Wie es kam, dass die Wilmersdorfer Grenze so nahe
am Falkenberger Dorfrand vorbeiführt.

Nach dem dreißigjährigen Krieg gab es zwischen Falkenberg und Wilmersdorf ein
Grenzproblem, über das eine Ballade folgendes berichtete:

Schon dreißig Jahre dauerte das Morden,
Die Feldmark war ganz wüst geworden! ,
Mannshoch fand auf dem Acker das Gestrüpp sich ein,
Verdeckend Weg und Steg und Grenz' und Rain.
Verlassen waren alle Dörfer, weil Gesindel plündert',
Erpresste, quälte die Bewohner, bis verraten
War das Versteck, in dem das letzte Hab und Gut verborgen.
Das Strauchwerk bot nun Unterschlupf für alle,
Und manchen Strolch trieb Beutegier in eine Falle!

Nun war der Friede endlich wieder eingekehrt,
Und was die Pest und Hungersnot verschont,
Zog wieder ins verlassene Dorf,
Und rodet' und bestellte seine Felder.
Doch gab's Verwirrung mit den alten Grenzen
Und neuer Streit erregte die Gemüter!
"Nein, bis zum Höhenrand ging Wilmersdorfer Flur!"
"Nein hier, wo einst der Graben lief, da endet Falkenberg!"
"'Wir war´n hier oben, ganz bestimmt,
 und Ihr, Ihr pflügtet unten bis zum Hang!"
"Was? Das soll Euer sein, was hier so nah
Am Falkenberger Dorfrand liegt?
Ach bleibt zu Haus mit Euren Späßen!"

"Was wollt Ihr auf der Höhe bauen?
Ihr könnt sie ja nicht überschauen!
Was man nicht überblicken kann,
Kriegt Beine flugs und läuft von dann´!"
"Nicht überblicken?! Unser Falkenauge sieht
Vom Kirchturm aus bis Wilmersdorf tagtäglich,
Wie Euer Schulz' die Hosen runterzieht
Und in der Morgensonne Strahlen
Die fetten Schinken mächtig prahlen!"
"An Frechheiten von solchen Schloten
Ist hiermit jetzt genug geboten!
Der Anstand hält zurück mich eben,
Mit gleicher Münz' zurück zu geben!
Wer so gebraucht sein Lästermaul,
Dess' Sache steht gewöhnlich faul!
Das Maß ist voll! Ihr werdet' s hören!
Kommt vor Gericht! Da geht's ans Schwören!
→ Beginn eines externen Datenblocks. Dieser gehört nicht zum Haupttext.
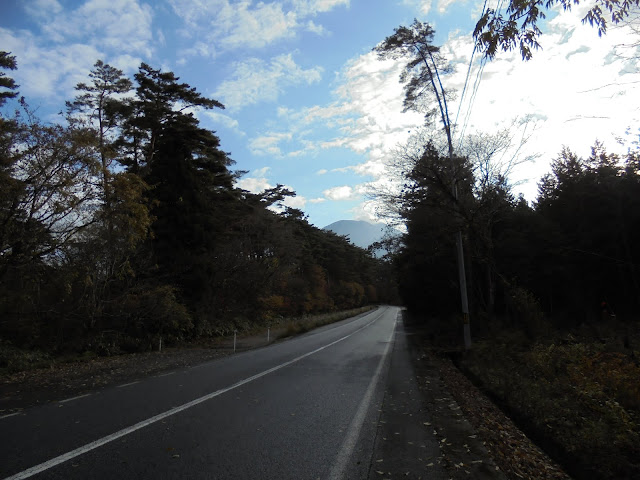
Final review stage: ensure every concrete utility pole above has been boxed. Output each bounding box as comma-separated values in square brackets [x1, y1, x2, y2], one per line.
[435, 64, 472, 351]
[453, 189, 472, 349]
[422, 45, 472, 350]
[443, 126, 471, 350]
[375, 20, 472, 349]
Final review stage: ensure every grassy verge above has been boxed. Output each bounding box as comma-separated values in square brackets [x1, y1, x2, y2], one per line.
[276, 305, 377, 339]
[0, 306, 378, 376]
[456, 323, 640, 479]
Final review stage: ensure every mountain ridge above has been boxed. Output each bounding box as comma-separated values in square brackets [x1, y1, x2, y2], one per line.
[323, 220, 387, 250]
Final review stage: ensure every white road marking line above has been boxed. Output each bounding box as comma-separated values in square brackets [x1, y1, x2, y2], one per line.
[3, 308, 385, 480]
[58, 394, 92, 404]
[155, 372, 175, 377]
[0, 412, 22, 420]
[327, 309, 397, 480]
[116, 381, 140, 388]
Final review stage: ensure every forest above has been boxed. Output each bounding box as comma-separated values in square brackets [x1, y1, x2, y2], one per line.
[0, 53, 397, 358]
[395, 138, 640, 334]
[373, 17, 640, 479]
[2, 4, 640, 475]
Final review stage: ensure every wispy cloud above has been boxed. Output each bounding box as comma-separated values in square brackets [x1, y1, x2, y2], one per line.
[443, 4, 640, 196]
[236, 166, 272, 193]
[238, 51, 423, 176]
[236, 167, 308, 209]
[2, 0, 153, 102]
[169, 0, 347, 53]
[202, 111, 246, 136]
[322, 184, 367, 201]
[249, 132, 294, 156]
[215, 54, 323, 111]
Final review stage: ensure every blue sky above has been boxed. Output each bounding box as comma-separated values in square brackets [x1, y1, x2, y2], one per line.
[1, 0, 638, 227]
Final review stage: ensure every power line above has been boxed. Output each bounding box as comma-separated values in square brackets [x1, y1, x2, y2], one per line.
[455, 0, 504, 150]
[453, 0, 487, 143]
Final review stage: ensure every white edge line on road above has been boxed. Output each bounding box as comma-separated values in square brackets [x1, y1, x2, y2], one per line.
[58, 394, 92, 404]
[3, 308, 386, 480]
[326, 310, 397, 480]
[0, 412, 22, 420]
[116, 381, 140, 388]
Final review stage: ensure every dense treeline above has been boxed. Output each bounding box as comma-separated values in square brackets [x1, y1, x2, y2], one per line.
[396, 138, 640, 335]
[376, 17, 640, 479]
[373, 18, 640, 336]
[0, 54, 396, 355]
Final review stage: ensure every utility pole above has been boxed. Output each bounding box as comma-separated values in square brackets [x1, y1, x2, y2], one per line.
[430, 54, 472, 351]
[415, 37, 473, 350]
[376, 20, 472, 349]
[443, 123, 471, 350]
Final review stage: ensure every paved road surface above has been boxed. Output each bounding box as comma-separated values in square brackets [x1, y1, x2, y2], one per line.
[2, 306, 438, 480]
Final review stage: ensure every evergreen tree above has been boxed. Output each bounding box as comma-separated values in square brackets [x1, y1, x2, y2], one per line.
[0, 51, 18, 107]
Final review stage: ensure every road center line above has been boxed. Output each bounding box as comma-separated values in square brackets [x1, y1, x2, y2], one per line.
[4, 308, 385, 480]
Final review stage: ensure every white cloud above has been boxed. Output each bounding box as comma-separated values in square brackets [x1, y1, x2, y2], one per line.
[202, 111, 246, 136]
[169, 0, 346, 53]
[2, 0, 153, 103]
[322, 184, 369, 201]
[292, 0, 350, 15]
[24, 0, 63, 18]
[401, 0, 432, 15]
[316, 169, 328, 175]
[443, 5, 640, 199]
[349, 200, 379, 224]
[0, 26, 103, 100]
[306, 20, 328, 35]
[283, 195, 307, 209]
[243, 51, 424, 178]
[253, 166, 272, 177]
[309, 197, 326, 203]
[437, 0, 462, 13]
[215, 54, 323, 110]
[323, 185, 354, 200]
[39, 0, 154, 57]
[249, 132, 294, 156]
[236, 176, 273, 193]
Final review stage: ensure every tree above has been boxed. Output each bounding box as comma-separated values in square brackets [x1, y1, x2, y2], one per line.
[67, 60, 136, 278]
[375, 20, 454, 151]
[119, 63, 224, 174]
[376, 21, 472, 348]
[121, 63, 236, 331]
[474, 0, 640, 60]
[0, 102, 98, 273]
[0, 51, 18, 107]
[0, 101, 102, 345]
[532, 143, 640, 321]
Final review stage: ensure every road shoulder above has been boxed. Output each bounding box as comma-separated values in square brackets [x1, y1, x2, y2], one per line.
[368, 313, 507, 479]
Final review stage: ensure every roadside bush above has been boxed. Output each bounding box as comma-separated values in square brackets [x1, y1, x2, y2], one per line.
[0, 340, 51, 372]
[506, 286, 549, 338]
[460, 330, 640, 479]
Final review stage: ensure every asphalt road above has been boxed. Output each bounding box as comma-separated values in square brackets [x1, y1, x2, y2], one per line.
[1, 306, 405, 480]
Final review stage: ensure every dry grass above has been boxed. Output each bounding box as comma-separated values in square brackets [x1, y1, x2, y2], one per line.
[457, 324, 640, 479]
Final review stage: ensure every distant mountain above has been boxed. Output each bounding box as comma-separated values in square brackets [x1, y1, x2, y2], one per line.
[323, 220, 388, 250]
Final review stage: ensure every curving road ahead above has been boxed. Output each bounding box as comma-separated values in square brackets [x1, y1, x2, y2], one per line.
[2, 306, 403, 480]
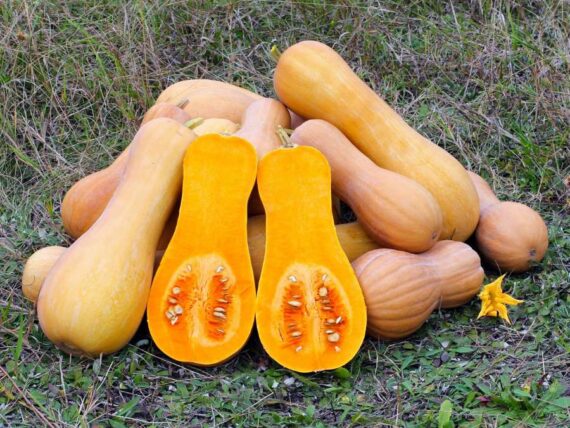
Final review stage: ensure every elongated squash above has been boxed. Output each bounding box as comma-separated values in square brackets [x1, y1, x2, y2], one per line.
[256, 144, 367, 372]
[38, 119, 196, 356]
[62, 114, 237, 240]
[353, 241, 484, 339]
[291, 120, 442, 252]
[147, 135, 257, 366]
[156, 79, 262, 123]
[22, 246, 66, 302]
[468, 172, 548, 272]
[274, 41, 479, 241]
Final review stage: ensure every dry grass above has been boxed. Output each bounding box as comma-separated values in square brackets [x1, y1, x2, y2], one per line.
[1, 1, 569, 426]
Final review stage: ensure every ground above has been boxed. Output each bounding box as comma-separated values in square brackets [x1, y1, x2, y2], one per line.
[1, 1, 569, 426]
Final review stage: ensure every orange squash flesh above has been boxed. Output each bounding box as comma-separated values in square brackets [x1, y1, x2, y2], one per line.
[256, 145, 367, 372]
[274, 41, 479, 241]
[147, 135, 257, 365]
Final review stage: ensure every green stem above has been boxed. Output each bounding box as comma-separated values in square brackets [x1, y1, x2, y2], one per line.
[276, 125, 296, 148]
[184, 117, 204, 129]
[270, 45, 282, 63]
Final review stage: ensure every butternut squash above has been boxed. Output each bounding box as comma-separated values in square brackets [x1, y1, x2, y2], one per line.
[469, 172, 548, 272]
[256, 144, 367, 372]
[22, 246, 66, 302]
[156, 79, 262, 123]
[62, 114, 237, 240]
[274, 41, 479, 241]
[38, 118, 196, 356]
[291, 120, 442, 252]
[147, 135, 257, 366]
[353, 241, 484, 339]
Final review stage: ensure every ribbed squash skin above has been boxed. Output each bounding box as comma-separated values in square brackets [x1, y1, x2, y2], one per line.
[38, 119, 196, 356]
[22, 246, 66, 301]
[256, 145, 367, 372]
[147, 135, 257, 366]
[274, 41, 479, 241]
[291, 120, 442, 252]
[247, 215, 378, 281]
[353, 241, 484, 339]
[156, 79, 262, 122]
[62, 114, 237, 240]
[468, 172, 548, 272]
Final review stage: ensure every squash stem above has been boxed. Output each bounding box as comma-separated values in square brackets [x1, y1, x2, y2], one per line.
[270, 45, 282, 62]
[276, 125, 296, 148]
[176, 98, 189, 109]
[184, 117, 204, 129]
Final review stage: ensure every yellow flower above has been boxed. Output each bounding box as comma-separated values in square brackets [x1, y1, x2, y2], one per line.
[477, 275, 524, 324]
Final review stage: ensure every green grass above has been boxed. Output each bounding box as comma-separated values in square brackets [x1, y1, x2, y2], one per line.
[1, 1, 569, 426]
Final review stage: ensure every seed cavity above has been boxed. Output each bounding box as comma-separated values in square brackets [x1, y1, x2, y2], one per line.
[318, 287, 328, 297]
[288, 300, 302, 308]
[327, 332, 340, 343]
[172, 287, 181, 295]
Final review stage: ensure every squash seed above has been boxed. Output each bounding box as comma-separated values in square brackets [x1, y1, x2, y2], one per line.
[174, 305, 183, 315]
[217, 328, 225, 334]
[213, 311, 226, 319]
[217, 298, 228, 304]
[288, 275, 297, 283]
[291, 331, 302, 337]
[168, 297, 177, 304]
[219, 277, 229, 284]
[325, 329, 334, 334]
[295, 346, 303, 352]
[172, 287, 181, 295]
[335, 316, 343, 324]
[214, 307, 226, 313]
[323, 306, 333, 311]
[165, 310, 174, 319]
[318, 287, 328, 297]
[215, 265, 224, 273]
[335, 346, 341, 352]
[288, 300, 302, 308]
[170, 316, 178, 325]
[326, 318, 335, 324]
[327, 332, 340, 343]
[186, 264, 192, 272]
[321, 274, 328, 282]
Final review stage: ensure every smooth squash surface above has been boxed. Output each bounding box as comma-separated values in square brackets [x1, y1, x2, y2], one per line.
[256, 145, 367, 372]
[353, 241, 484, 340]
[38, 118, 196, 356]
[22, 246, 66, 301]
[469, 172, 548, 272]
[147, 135, 257, 365]
[156, 79, 262, 122]
[291, 120, 442, 252]
[274, 41, 479, 241]
[62, 115, 237, 240]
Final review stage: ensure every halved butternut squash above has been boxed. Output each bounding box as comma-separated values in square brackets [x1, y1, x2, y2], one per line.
[147, 134, 257, 366]
[256, 144, 367, 372]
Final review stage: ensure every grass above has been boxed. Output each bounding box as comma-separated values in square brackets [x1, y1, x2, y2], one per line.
[1, 0, 569, 426]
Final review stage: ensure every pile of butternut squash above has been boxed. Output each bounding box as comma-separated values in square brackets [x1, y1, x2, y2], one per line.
[22, 41, 548, 372]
Sieben Wochen drauf prüft an Ort und Stelle
Mit würdiger Miene ein hohes Gericht,
Ob die umstrittene Bodenwelle
Zu Falkenberg gehört oder nicht!
Es stellet sich vor als des Rechtes Hüter,
Verweiset die Ausbrüch' erregter Gemüter!
Es hört die Parteien, wägt ab die Gründe,
Damit es gerechte Entscheidung auch finde!
Und kommt dann schließlich zu einem Entscheide:
"Das Urteil hängt ab noch von einem Eide,
Den soll der Wilmersdorfer Schöffe schwören!
Des ältesten Mannes Zeugnis woll' n wir hören!"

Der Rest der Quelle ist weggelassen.